Thursday, February 21, 2008

College Transfer Blues

Laura Dempsey, a civil rights lawyer and Army wife, writes in the Washington Post about the many reasons it's hard for her to maintain a career. Among them:


Wives attending college when their service members transfer must choose between paying exorbitant out-of-state tuition if they stay behind or losing a substantial number of credits if they move. Although many smaller and online universities admirably volunteer to accept transferred credits for military wives, most of the country's larger public universities and almost none of the top-tier private schools do.
This is a good opportunity to point out that the "system" of tranferring college credit in this country is a mess, much more so than most people realize. Colleges start with the baseline presumption that credits earned at other colleges are no good. Then they intermittently create "articulation" arrangements with other institutions, often on department-by-department ore even course-by-course basis, most commonly within state university systems or between systems within states. Absent those arrangements, they just decide which credits they'll accept however they like. It's a completely non-transparent and idiosyncratic process, and the worst thing about it is that students don't find out how many of their credits will be accepted by the college they're transferring to until after they apply and decide to go.

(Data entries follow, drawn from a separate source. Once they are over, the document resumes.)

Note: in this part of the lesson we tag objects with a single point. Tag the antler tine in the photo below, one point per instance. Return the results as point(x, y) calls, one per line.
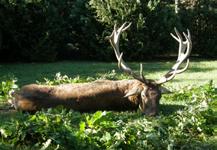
point(114, 40)
point(184, 52)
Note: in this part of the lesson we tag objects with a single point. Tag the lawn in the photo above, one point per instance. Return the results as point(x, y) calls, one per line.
point(182, 123)
point(199, 71)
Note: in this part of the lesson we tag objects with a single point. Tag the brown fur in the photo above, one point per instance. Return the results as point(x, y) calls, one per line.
point(83, 97)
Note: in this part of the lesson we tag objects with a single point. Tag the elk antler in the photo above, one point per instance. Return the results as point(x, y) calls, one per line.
point(184, 52)
point(114, 40)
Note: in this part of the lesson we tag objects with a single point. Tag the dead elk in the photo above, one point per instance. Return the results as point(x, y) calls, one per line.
point(106, 94)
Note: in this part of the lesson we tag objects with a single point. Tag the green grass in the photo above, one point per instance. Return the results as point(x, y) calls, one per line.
point(198, 73)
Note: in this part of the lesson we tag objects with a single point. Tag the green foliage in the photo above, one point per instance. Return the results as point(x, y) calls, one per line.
point(48, 30)
point(187, 128)
point(7, 87)
point(152, 20)
point(200, 17)
point(40, 30)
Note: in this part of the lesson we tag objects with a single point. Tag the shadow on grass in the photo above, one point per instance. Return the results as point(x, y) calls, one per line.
point(168, 109)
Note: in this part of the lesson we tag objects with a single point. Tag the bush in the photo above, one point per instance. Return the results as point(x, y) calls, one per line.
point(152, 21)
point(200, 17)
point(40, 30)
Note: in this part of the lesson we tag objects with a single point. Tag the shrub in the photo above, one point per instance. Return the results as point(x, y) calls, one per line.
point(200, 17)
point(152, 20)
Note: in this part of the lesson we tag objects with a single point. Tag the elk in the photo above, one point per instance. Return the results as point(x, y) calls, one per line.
point(119, 95)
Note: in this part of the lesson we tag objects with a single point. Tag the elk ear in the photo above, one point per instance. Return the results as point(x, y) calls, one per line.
point(134, 91)
point(164, 90)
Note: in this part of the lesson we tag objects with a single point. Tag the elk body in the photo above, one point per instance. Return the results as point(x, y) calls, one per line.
point(106, 94)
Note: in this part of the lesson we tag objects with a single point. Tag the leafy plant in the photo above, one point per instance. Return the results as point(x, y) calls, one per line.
point(187, 128)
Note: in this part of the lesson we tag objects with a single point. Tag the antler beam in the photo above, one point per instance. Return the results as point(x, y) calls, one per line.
point(114, 40)
point(184, 52)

This is partly because we live in a big country with a lot of colleges that are governed in a very decentralized way, so there's no clean public policy solution from a national perspective. But there's also an element of institutional hubris -- departments tend to think that the standards for introductory Econ or what have you at that other institution just aren't up to snuff, when in fact most of the courses students take as undergraduates aren't all that different regardless of where they're taught.

There's also a financial element -- it's not in a college's best interests to make it really easy for students to transfer out, and when they accept students who transfer in, every credit they reject is a credit students will have to pay to re-take. Market pressures don't fix the problem because students don't usually transfer many times, so it's a case where they don't know they're going to get the shaft until they've gotten it, and once they've gotten it they're never in a position to avoid getting it again.

Only students in special circumstances that result in serial transfers--like Army wives--come to realize just how absurd and inefficient the system is, likely resulting in billions of dollars per year of wasted time and money that could be better spent elsewhere.